2 set 2007 - 18h07

No peito, na raça e com sangue rubro-negro

"Foi uma vitória com a cara do Atlético". O capitão Danilo não poderia ter sido mais feliz ao definir o 1 a 0 sobre o Atlético Mineiro na tarde deste domingo, na Kyocera Arena. Com muita luta, determinação e esforço, os jogadores honraram a camisa rubro-negra e reacenderam as esperanças da torcida. Os três pontos obtidos pelo Furacão livram a equipe da zona do rebaixamento. Todos esperam que seja de modo definitivo. Se este espírito for mantido nos próximos jogos, o Atlético certamente terá um final de campeonato menos angustiante.

A união da nação atleticana em prol da vitória neste domingo surgiu muito durante a semana. Neste sábado, um grupo de torcedores foi recebido pelo elenco e pela comissão técnica no CT do Caju. Eles transmitiram apoio aos jogadores e cobraram esforço e luta durante as partidas. O resultado do "acordo" foi visto dentro de campo.

Desde o começo do jogo, a torcida atleticana cantou, gritou, vibrou. Não houve espaço para críticas e cobranças. O espetáculo das arquibancadas fez pulsar o sangue rubro-negro como há muito não se via. A Kyocera Arena voltou a ser o Caldeirão do Diabo. E foi lá que o Furacão cozinhou o Galo.

Não foi uma atuação tecnicamente brilhante, nem um show de bola. Mas o foco no resultado e a doação dos jogadores foram suficientes para garantir a vitória. Desde o início, o Rubro-Negro tomou a iniciativa e criou as melhores chances. O árbitro paulista Rodrigo Martins Cintra inverteu várias faltas e dificultou as coisas. Apenas mais um obstáculo, outro transposto pela equipe.

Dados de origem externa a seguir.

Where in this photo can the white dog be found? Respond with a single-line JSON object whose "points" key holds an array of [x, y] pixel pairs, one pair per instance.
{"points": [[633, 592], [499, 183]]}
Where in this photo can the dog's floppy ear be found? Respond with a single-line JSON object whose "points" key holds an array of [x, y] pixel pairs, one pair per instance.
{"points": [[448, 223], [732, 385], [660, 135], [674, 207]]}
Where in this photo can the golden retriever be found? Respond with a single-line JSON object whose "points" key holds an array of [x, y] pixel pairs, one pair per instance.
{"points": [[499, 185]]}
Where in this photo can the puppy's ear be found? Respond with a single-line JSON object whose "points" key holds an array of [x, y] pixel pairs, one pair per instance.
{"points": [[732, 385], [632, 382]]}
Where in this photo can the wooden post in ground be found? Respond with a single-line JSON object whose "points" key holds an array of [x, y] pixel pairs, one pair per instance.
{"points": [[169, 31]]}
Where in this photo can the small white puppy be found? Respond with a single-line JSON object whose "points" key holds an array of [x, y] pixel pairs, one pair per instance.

Aos 28 minutos de jogo, o colombiano Valencia, que fez uma excelente partida, pegou um rebote e chutou forte de fora área. O meia Marquinhos, do Atlético Mineiro, colocou a mão na bola e o árbitro assinalou o pênalti. O experiente Ramon cobrou bem, no canto do goleiro, e marcou o gol que seria o da vitória.

Muita luta

Na etapa final, o Atlético teve de enfrentar outras dificuldades para assegurar a vitória. Muitos jogadores deixaram o campo exaustos fisicamente, tamanho o esforço para garantir os três pontos e evitar repetir experiências desagradáveis de outros jogos, quando o Furacão deixou escapar vitórias praticamente certas.

O atacante Pedro Oldoni, titular pelo segundo jogo consecutivo, não conseguiu ter uma atuação a ponto de conquistar definitivamente a camisa 9. Teve dificuldades para dominar várias bolas e perdeu boas chances. Aos 17 minutos, fez boa tabela com Ferreira, mas chutou fraco nas mãos do goleiro Edson. Foi seu último lance no jogo. Deixou o campo para a estréia de Geílson.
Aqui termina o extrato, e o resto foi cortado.